Here is an approximate set of exercises (let's agree that the initial position is sitting upright, hands on knees):

  1. In the initial position, gently turn your head to the right until it stops, then to the left. Feel the muscles in your neck stretch. The nuance here is: turn your head and try to turn it a little further without jerks, hold that tension for 5 seconds. In general, any exercise for the spine should be started with exercises to strengthen the muscles of the neck. These include developing his flexibility and strength. Take 5 turns in each direction.
  2. Now tilt your head to the side so that your ear is close to your shoulder. You don't have to lift your shoulder! In the same way as in the previous movement, maintain the tension. If you have a flexible neck, use your hands to bring your ear to your shoulder. If it hurts, do the movements with painless amplitude! Make 5 turns to the right and to the left.
  3. Now make circular movements with your head clockwise and counterclockwise. 8 movements in each direction. Slowly! You can hold your head with your hands. It is an effective gymnastics for osteochondrosis of the neck.
  4. The warm-up is over, and now the strength exercises: place your right hand on the right temple. Try to tilt your head to the right and with your hand, prevent this movement. Make an effort to make it heavy, but your head is going the right way. 10 times in each direction (to move to the left, use the other hand, respectively).
  5. Now grab your head from behind (occipital region) and, thanks to the resistance of your hands, try to tilt the back of your head 5 times back, then 5 times back your head in a horizontal plane. It will be released 10 times in total.
  6. Now put your palms on your forehead and tilt your head down with the resistance of your hands (pull your chin towards your chest). Do this 10 times, then move your head horizontally forward with resistance (like doves when walking).
  7. And finally, you can stretch the trapeze by raising and lowering the shoulders. High - delayed 2-3 seconds (pull), lowered - relaxed. Do 10 repetitions.
  8. Pull your neck in different directions, the gymnastics are over. Do all of this once a day. It is a great neck exercise for osteochondrosis.

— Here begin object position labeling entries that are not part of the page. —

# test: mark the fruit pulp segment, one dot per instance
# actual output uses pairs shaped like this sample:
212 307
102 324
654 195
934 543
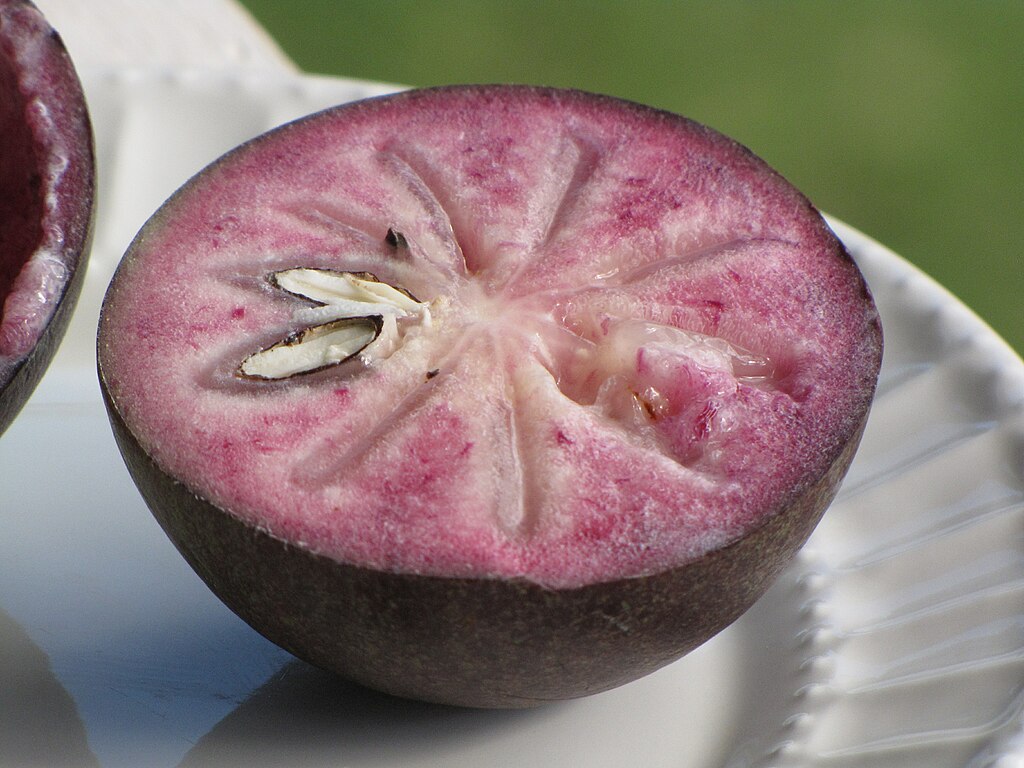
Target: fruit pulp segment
642 342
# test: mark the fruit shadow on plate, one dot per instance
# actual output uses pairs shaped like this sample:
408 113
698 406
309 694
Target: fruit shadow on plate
308 715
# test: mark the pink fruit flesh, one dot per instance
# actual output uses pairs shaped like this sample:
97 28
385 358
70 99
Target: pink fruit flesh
642 342
46 188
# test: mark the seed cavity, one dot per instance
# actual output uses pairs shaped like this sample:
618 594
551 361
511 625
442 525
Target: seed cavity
354 313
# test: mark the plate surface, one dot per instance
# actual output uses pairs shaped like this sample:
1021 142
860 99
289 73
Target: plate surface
896 639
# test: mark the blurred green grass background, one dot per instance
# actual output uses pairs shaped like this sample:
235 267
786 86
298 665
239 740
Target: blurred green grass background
905 120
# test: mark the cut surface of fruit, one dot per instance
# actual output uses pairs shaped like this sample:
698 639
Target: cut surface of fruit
46 197
613 340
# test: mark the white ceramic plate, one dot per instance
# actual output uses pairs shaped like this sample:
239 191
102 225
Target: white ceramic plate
897 639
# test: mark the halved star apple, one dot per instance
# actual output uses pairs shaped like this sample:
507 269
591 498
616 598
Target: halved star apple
46 199
488 395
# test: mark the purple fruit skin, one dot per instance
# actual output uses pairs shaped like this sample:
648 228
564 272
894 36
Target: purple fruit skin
477 642
471 642
68 226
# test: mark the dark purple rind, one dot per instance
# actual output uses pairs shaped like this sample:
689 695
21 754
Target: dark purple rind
473 642
70 225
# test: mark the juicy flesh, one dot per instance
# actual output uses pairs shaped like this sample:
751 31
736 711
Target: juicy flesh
641 341
20 184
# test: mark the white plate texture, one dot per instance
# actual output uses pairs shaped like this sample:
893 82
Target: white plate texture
896 639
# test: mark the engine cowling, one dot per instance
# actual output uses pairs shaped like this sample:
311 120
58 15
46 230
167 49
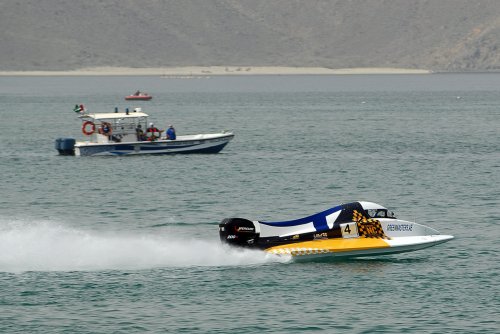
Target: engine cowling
238 232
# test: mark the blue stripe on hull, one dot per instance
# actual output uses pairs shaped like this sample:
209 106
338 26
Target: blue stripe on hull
127 149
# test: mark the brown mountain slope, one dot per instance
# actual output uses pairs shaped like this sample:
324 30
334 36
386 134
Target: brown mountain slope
445 35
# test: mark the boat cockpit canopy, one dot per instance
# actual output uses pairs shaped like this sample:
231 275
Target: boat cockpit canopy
380 213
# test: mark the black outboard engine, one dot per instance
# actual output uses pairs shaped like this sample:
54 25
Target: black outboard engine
238 232
65 146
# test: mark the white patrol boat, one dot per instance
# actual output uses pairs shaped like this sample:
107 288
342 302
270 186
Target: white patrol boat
353 229
129 133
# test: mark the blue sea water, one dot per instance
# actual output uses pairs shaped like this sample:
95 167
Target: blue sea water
130 244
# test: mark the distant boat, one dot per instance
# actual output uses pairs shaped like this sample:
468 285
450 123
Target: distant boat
139 96
121 133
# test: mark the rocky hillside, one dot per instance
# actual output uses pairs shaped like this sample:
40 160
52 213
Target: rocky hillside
444 35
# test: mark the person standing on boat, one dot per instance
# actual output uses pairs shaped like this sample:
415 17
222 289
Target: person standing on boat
171 132
139 133
152 133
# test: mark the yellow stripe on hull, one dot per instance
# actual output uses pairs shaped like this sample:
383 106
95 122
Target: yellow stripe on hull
329 246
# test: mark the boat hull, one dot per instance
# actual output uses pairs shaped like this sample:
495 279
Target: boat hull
358 247
213 144
138 98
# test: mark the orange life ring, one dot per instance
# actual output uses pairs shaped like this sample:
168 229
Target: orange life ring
84 128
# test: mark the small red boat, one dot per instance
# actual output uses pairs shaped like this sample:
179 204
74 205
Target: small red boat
139 96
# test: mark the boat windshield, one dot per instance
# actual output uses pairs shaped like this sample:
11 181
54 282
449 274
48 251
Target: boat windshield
380 213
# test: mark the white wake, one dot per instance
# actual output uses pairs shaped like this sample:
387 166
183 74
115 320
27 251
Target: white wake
49 246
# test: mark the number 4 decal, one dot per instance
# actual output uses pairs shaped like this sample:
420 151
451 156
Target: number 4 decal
349 230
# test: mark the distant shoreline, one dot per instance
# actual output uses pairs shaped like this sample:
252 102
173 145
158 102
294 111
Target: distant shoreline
197 71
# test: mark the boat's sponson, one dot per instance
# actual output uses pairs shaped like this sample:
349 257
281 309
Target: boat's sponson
349 223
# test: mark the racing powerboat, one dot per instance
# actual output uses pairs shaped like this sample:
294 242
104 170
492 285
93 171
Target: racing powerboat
352 229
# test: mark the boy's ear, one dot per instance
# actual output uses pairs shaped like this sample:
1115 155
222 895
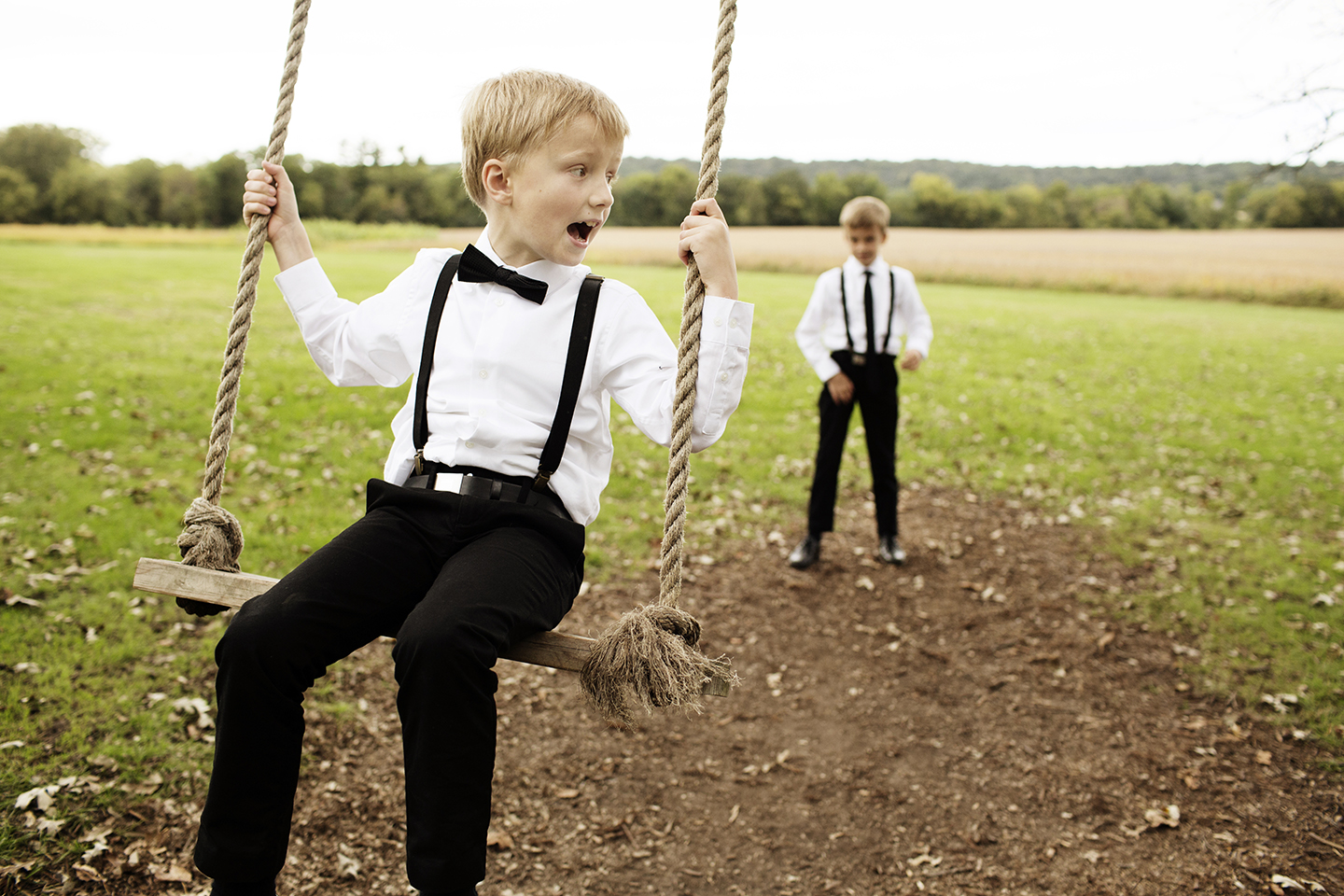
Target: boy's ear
498 186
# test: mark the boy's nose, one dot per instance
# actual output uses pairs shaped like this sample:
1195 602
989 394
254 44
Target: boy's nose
602 195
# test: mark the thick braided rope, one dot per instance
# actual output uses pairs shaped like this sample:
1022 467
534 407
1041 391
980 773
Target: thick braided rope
650 657
693 308
204 550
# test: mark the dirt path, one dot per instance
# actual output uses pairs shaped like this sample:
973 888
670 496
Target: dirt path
958 725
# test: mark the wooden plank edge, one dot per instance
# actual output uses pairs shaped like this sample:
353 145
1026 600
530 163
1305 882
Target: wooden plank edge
554 649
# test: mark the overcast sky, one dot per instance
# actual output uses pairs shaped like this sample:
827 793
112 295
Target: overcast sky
1032 82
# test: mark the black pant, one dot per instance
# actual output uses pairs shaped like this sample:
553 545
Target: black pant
457 581
875 394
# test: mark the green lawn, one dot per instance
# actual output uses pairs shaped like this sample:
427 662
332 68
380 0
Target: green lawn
1200 438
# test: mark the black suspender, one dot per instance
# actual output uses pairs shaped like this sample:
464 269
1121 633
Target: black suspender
581 335
845 308
891 314
891 311
436 315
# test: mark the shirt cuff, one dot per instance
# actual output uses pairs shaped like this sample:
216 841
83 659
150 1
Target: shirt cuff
304 284
726 320
827 369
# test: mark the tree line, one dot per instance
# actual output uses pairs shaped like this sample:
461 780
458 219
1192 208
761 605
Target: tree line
48 176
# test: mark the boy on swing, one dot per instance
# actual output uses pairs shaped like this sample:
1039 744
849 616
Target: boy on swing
851 335
475 536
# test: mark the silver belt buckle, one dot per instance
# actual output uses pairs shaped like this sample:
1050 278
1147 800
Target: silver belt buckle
448 483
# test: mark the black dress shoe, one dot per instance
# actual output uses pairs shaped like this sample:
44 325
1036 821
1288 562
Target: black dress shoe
890 551
805 553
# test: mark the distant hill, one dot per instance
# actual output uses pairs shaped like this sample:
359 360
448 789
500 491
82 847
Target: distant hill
964 175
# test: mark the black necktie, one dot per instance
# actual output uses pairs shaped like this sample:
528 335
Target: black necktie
476 268
867 312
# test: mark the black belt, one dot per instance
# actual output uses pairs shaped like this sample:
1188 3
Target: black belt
485 488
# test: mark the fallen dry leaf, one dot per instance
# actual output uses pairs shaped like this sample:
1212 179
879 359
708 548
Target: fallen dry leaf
1157 817
174 874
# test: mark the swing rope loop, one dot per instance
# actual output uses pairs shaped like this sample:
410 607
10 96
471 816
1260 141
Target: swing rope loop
211 536
650 657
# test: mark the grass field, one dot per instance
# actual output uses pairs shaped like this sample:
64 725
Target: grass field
1273 266
1200 440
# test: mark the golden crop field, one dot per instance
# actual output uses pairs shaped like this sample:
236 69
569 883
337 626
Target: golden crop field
1291 266
1281 266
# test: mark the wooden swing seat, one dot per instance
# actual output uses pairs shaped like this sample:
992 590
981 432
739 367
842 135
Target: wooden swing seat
554 649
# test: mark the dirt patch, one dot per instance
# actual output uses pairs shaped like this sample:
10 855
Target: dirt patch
964 724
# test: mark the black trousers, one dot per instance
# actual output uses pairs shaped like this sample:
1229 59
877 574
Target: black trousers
875 394
457 581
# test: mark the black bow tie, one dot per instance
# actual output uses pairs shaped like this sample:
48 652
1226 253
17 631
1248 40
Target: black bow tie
476 268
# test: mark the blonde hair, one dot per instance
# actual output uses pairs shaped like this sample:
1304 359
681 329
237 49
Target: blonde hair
511 116
866 211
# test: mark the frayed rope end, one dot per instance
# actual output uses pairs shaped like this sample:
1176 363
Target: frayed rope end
211 538
650 658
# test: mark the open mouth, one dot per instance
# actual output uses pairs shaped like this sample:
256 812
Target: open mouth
581 231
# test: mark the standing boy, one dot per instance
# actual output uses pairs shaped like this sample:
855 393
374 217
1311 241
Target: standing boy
851 335
467 548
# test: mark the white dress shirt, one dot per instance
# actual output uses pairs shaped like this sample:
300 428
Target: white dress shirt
500 359
821 329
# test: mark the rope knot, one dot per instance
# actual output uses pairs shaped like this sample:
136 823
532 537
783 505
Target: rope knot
648 658
211 538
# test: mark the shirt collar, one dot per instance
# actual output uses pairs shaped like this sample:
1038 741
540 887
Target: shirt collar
555 275
852 266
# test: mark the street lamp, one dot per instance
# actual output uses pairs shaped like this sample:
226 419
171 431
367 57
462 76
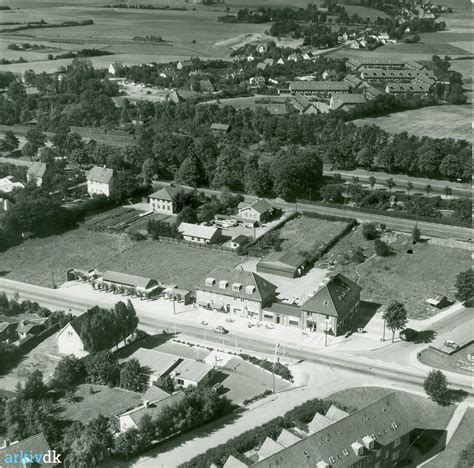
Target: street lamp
326 332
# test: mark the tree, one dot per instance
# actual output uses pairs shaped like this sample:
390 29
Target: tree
191 171
416 234
369 231
133 376
102 368
34 387
10 142
465 287
390 184
69 372
382 249
396 317
436 386
372 182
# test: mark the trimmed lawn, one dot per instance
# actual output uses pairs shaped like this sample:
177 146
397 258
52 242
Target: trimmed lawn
426 414
462 437
408 278
170 263
436 359
307 234
106 401
34 260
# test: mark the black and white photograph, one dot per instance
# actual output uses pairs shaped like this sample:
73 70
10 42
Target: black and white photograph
236 234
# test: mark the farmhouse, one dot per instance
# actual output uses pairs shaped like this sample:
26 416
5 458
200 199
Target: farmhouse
407 88
131 419
100 181
139 283
70 337
302 105
377 435
332 306
200 234
288 264
260 211
36 444
162 200
319 88
219 129
346 102
39 172
240 292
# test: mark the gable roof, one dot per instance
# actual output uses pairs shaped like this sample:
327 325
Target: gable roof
284 260
269 447
99 174
386 419
166 193
159 363
197 230
36 443
128 280
37 169
336 298
263 289
318 423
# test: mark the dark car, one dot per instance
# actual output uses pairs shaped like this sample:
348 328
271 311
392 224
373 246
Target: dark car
408 334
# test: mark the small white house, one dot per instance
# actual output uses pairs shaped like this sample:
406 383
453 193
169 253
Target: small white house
100 181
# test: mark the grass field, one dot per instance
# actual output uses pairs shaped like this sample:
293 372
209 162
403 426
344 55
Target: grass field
425 413
170 263
34 260
307 234
434 358
106 401
436 122
408 278
457 444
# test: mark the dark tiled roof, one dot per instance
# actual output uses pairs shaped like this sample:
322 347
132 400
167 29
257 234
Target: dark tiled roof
385 419
319 86
36 444
336 298
37 169
263 289
100 174
285 261
166 193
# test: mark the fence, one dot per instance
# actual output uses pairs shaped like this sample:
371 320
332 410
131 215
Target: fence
392 214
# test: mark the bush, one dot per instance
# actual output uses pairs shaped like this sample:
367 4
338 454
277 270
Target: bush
369 231
382 249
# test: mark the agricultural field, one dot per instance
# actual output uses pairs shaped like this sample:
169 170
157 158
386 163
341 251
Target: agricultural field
408 278
170 263
35 260
435 122
304 234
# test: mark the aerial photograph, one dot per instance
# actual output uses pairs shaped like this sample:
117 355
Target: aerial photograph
236 234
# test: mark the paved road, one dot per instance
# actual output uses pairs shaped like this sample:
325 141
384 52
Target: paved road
397 224
57 298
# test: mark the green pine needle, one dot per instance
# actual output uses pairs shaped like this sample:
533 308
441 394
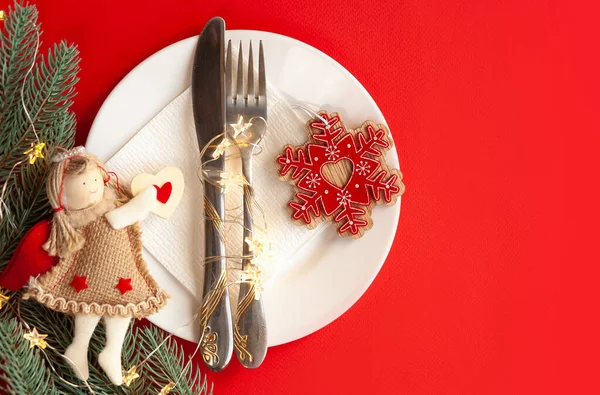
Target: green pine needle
48 92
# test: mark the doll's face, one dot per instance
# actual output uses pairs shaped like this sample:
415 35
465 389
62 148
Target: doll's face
85 189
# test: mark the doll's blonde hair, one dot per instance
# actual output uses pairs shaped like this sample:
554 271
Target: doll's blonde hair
64 239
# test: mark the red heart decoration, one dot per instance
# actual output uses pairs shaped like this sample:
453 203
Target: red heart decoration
164 193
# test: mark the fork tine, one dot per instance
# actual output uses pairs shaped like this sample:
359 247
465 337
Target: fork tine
262 79
228 72
239 87
251 95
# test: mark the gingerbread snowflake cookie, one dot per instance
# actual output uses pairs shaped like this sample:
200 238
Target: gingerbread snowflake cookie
340 174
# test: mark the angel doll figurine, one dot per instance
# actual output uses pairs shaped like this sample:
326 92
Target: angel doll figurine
100 274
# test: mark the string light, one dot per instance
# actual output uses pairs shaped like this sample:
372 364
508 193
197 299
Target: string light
35 152
229 179
221 148
130 376
36 339
240 127
167 388
251 274
3 298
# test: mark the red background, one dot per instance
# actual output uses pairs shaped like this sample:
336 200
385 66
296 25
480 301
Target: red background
492 105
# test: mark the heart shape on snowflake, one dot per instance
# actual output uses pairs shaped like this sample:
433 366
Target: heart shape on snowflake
169 186
338 173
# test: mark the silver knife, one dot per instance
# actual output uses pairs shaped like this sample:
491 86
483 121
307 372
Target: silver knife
208 101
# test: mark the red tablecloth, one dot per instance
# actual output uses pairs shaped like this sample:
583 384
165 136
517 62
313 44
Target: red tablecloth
483 291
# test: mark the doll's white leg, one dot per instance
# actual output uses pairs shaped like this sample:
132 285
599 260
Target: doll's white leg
76 353
110 357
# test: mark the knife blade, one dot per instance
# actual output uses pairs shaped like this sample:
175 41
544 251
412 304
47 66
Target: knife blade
208 102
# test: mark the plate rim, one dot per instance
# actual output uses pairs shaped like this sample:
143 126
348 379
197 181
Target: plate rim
387 245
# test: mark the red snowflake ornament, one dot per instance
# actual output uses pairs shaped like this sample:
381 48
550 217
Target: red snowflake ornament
340 174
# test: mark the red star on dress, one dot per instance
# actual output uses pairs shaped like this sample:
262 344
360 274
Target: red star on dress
124 285
79 283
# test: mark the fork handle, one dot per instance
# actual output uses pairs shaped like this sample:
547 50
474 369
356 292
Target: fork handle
217 344
251 327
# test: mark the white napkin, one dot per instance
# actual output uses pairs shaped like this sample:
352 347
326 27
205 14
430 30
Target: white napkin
169 140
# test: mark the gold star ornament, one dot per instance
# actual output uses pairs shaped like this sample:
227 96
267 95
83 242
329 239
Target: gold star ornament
35 152
130 375
3 298
36 339
167 388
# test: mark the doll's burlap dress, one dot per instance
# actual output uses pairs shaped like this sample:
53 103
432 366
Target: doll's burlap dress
107 276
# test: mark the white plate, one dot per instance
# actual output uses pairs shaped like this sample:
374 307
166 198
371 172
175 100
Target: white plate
334 273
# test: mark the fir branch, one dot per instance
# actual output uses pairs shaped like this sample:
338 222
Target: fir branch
23 369
168 364
47 95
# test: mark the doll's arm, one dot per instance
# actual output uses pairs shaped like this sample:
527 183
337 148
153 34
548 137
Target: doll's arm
133 211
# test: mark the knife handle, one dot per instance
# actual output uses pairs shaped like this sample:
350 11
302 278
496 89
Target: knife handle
217 341
251 326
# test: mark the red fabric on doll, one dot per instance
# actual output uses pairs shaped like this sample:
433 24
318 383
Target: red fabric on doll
29 259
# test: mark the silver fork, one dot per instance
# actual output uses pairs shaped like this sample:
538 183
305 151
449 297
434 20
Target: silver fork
249 102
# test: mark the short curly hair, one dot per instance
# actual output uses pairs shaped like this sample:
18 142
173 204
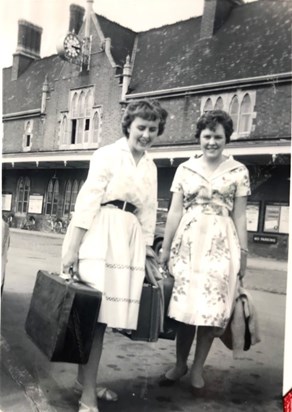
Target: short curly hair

What other exercises can you do? For example, for the flexibility of the neck. These are also exercises for the neck muscles, but they also pull the tendons. It will make your neck more flexible.

Additional exercises for flexibility

This exercise should be carried out not only with osteochondrosis of the cervical spine, but also, in principle, at the onset of 30-40 years. At this age, the degradation of muscle fibers begins, the loss of flexibility especially increases, if you do not engage in your physical form.

  1. Stretch your chin towards your chest, help your head with your hands.
  2. Use your hands to tilt your head to the side so that your ear touches your shoulder. Stretch the side of your neck with your hand.

That's enough. And remember what you can't do with cervical osteochondrosis - work through the pain.

Massage elements

When your head hurts or your neck is stiff, you can grind and knead your muscles.

Remember:

  1. The muscle that holds our head is attached to the back of the head. Run your index and middle fingers over the muscle in the back of the head and down, applying moderate pressure (so it doesn't hurt, but it's nice). Sweep this muscle down to shoulder level.
  2. Now we feel the trapezoids with our hands and knead them. The trapeze is located between the neck and the shoulder from the back. After such simple manipulations, you seem to be reborn.

Among other things, make sure your neck is not breathing. After the massage, she is warmed up and more vulnerable to the cold than ever.

And, finally, we remind you that if cervical osteochondrosis manifests itself acutely, it is not necessary to do therapeutic exercises.

To sum up: if you do the exercises listed in the article, the osteochondrosis of the cervical spine will not go away completely (after all, the cartilage is already damaged), but the condition will improve noticeably, clamps, symptomspain will go away, the disease will stop progressing. So you can forget about this unpleasant disease and live a full life.

But remember that neck exercises for osteochondrosis should be done regularly.